I get this feeling every times my colleague ask me if I know how to fix a software system issues without any interest in gathering some information beforehand. The system is our software running in our projects. Isn’t it a lot faster and more reliable to investigate logs than asking me?
It’s true that investigating logs is not a fun thing to do comparing to writing code. But we definitely can’t avoid it. Reading logs and interpreting metrics is heart and soul of maintaining live services and production. I have some suggestions on developing skills and reading logs so we could knows what is going on in the system and solve issues.

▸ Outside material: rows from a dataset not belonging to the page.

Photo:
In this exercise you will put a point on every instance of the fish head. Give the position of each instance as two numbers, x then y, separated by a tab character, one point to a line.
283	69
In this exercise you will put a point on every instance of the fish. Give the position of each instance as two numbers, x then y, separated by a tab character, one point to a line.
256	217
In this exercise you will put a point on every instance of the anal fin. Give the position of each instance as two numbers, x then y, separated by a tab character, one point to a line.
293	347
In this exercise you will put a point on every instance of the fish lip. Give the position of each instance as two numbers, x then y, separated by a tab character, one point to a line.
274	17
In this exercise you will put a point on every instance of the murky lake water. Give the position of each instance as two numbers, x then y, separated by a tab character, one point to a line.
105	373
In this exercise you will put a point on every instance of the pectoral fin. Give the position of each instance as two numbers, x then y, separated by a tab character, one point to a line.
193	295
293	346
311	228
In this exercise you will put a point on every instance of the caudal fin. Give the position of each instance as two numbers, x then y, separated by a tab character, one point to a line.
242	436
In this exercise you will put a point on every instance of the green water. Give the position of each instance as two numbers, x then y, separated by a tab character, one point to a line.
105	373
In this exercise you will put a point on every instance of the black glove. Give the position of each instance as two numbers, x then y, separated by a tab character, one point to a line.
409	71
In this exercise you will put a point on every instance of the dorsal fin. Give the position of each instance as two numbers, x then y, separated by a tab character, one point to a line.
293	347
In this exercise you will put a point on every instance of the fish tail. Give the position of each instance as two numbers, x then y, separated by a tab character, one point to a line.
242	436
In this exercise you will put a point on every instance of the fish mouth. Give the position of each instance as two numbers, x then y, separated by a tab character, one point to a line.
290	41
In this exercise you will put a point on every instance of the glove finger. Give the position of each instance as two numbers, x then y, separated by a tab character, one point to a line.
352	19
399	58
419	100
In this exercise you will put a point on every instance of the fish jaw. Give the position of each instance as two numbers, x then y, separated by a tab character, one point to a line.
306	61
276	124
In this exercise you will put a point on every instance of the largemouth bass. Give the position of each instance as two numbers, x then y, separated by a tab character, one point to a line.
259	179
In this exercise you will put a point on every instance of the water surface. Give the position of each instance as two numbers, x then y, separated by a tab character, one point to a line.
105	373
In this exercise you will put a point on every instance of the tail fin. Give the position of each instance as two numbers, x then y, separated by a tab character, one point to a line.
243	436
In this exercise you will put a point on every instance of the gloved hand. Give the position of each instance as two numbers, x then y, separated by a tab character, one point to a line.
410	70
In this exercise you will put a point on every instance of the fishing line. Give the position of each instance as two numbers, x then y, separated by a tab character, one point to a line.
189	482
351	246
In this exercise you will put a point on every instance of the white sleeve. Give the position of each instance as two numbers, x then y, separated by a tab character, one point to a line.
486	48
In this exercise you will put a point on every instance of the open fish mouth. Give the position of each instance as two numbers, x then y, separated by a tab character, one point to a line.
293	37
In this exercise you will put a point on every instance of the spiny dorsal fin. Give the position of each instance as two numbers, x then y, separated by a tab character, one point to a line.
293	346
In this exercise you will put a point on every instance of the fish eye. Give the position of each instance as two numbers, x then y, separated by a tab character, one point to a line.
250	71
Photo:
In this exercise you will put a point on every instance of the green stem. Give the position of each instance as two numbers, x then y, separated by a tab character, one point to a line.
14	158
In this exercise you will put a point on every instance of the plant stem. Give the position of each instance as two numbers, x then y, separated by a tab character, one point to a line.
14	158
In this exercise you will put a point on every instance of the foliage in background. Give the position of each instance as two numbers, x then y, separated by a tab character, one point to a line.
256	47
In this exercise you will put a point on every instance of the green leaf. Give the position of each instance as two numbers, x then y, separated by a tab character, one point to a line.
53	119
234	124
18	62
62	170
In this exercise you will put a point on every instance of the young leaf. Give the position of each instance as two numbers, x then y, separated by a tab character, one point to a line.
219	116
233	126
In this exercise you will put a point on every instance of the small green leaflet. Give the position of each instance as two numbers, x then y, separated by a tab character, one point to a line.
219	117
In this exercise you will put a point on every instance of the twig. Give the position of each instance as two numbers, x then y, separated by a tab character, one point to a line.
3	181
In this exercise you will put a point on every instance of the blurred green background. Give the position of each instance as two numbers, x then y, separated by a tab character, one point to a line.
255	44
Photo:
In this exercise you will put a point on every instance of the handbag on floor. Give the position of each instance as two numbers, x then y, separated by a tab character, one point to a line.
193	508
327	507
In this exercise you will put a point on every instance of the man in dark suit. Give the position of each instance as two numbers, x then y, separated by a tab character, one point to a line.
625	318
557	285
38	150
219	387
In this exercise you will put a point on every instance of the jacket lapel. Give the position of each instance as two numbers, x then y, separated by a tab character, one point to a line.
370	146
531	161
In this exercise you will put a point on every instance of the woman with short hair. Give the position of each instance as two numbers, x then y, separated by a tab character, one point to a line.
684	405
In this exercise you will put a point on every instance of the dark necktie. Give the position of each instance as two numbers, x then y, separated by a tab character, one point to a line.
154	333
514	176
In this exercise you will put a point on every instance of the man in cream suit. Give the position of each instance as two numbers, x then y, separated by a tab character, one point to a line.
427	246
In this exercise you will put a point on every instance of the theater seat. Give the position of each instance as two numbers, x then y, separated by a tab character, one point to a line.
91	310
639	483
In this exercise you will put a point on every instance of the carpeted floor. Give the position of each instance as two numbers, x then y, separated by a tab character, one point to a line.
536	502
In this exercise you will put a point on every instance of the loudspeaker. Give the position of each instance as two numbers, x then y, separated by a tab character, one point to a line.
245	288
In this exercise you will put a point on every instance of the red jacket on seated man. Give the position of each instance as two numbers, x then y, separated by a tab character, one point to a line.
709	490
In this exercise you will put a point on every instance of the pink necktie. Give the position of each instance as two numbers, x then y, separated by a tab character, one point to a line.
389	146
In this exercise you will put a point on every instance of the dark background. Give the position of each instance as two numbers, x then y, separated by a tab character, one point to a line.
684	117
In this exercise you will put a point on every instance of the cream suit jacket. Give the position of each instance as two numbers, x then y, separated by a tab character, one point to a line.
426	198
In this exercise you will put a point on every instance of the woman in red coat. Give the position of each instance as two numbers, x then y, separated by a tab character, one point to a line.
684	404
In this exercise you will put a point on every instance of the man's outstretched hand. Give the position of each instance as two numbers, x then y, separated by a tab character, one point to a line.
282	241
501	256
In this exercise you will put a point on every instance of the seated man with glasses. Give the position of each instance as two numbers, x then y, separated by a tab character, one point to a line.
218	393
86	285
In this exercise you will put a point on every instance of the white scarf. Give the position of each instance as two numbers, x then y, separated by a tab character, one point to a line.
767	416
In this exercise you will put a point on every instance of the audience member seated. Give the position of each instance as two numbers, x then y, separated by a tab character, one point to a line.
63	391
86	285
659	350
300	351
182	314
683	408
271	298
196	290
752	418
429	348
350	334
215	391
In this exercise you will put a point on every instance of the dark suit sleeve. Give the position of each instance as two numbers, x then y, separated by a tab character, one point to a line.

1. know how to get the logs
This seems to be very obvious but there are many times that people don’t read logs just because they don’t know the location or a way to turn on logging. Here are some suggestion to find it out. Note that it is assumed that you have access to the target machine and able to restart the services.
- Read that document. Yes, the boring thing that we don’t wnat to spend time with that much. Open the document page, press CTRL + F then find ‘logging’ section. A lot of time it tell exactly what you want.
- Know your software stack. For example, if it is ELK, the chance is configurations are at /etc/something and log files are at /var/log/something
- If you know the installation directory then you may try finding all files with the name containing ‘log’ ( find . | grep -i log ) . The log4j.properties should be somewhere there (if it is Java system). Or grep all files containing word log in it ( grep -r /opt/something/config log ).
- Grep the target running process in the machine. You should see the command used to start the process. The process might be started with configuration or logging options that point to non-official location.
- List all files opening by the process ( lsof -p process-id ) and grep just the config or log files.
Once you know which file to change then chaning it should be easy enough to guess.
2. know how to interpret the logs and guess the system’s behaviour.
This is the hardest part. It require a lot of experience on the system you are working on. This knowledge will set you apart from others. Imagine the ability to monitor logs and able to tell that something is wrong with some machines in the cluster. Node-5 and node-2 is out of sync and must be restarted since the system could not recovery from this kind of error scenario. Here are some tips to build up this knowledge.
- Know the key words of important concept in that system. You much know what is the word to search for in logs for a particular activity you want to know. For example, in Kafka system, there are key words such as.
- ISR ( in-sync replicas) – It is (overly simplified here) a set of machines in cluster that nearly have the same data for a particular partition. If you see a lot of logs saying replica are leaving, joining ISR all the times then your cluster may not be in good health.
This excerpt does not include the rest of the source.